Using Other Variables with Strings

Although you can use the + operator to paste two strings together, as demonstrated in the preceding section, you will use it more often to link strings and variables. Take a look at the following:

int length = 121;
char rating = 'R';
System.out.println("Running time: " + length + " minutes");
System.out.println("Rated " + rating);

This code will be displayed as the following:

Running time: 121 minutes
Rated R

This example displays a unique facet about how the + operator works with strings. It can cause variables that are not strings to be treated just like strings when they are displayed. The variable length is an integer set to the value 121. It is displayed between the strings Running time: and minutes. The System.out.println() statement is being asked to display a string plus an integer, plus another string. This statement works because at least one part of the group is a string. The Java language offers this functionality to make displaying information easier.

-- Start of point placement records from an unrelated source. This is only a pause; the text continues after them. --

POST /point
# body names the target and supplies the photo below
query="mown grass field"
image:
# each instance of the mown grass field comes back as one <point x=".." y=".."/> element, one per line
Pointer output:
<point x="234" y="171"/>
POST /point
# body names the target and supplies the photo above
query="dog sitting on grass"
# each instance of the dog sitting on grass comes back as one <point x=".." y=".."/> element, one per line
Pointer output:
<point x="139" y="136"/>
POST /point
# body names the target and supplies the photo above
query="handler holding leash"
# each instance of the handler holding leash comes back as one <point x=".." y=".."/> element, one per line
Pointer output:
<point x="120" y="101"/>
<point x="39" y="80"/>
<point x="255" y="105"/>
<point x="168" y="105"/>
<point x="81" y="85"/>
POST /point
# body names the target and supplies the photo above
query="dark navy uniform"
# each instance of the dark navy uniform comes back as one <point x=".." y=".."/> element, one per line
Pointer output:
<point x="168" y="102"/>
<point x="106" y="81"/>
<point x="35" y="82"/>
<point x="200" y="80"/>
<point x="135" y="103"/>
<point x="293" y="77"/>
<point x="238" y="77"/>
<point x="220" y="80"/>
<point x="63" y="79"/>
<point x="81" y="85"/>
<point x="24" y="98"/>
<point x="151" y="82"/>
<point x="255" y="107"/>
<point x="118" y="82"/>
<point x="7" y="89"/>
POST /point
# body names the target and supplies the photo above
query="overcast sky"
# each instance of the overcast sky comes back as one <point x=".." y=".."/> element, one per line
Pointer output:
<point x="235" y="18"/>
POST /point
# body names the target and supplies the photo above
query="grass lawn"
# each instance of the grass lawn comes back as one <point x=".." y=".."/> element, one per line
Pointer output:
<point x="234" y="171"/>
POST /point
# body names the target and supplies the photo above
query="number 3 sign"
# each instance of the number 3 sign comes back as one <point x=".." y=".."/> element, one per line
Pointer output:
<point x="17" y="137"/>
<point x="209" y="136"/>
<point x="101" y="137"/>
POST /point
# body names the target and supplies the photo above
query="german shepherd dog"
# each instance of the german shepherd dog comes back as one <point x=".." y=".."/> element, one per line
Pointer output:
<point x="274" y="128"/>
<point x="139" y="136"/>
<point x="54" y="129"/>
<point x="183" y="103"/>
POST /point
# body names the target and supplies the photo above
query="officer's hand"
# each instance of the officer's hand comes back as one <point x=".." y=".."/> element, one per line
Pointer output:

One thing you might want to do with a string is paste something to it several times, as in the following example:

String searchKeywords = "";
searchKeywords = searchKeywords + "drama ";
searchKeywords = searchKeywords + "romance ";
searchKeywords = searchKeywords + "New Zealand";

This code would result in the searchKeywords variable being set to drama romance New Zealand. The first line creates the searchKeywords variable and sets it to be an empty string, because there's nothing between the double quotation marks. The second line sets the searchKeywords variable equal to its current string, plus the string drama added to the end. The next two lines add romance and New Zealand in the same way.

As you can see, when you are pasting more text at the end of a variable, the name of the variable has to be listed twice. Java offers a shortcut to simplify this process a bit: the += operator. The += operator combines the functions of the = and + operators. With strings, it is used to add something to the end of an existing string. The searchKeywords example can be shortened by using +=, as shown in the following code:

String searchKeywords = "";
searchKeywords += "drama ";
searchKeywords += "romance ";
searchKeywords += "New Zealand";

This code produces the same result: searchKeywords is set to drama romance New Zealand.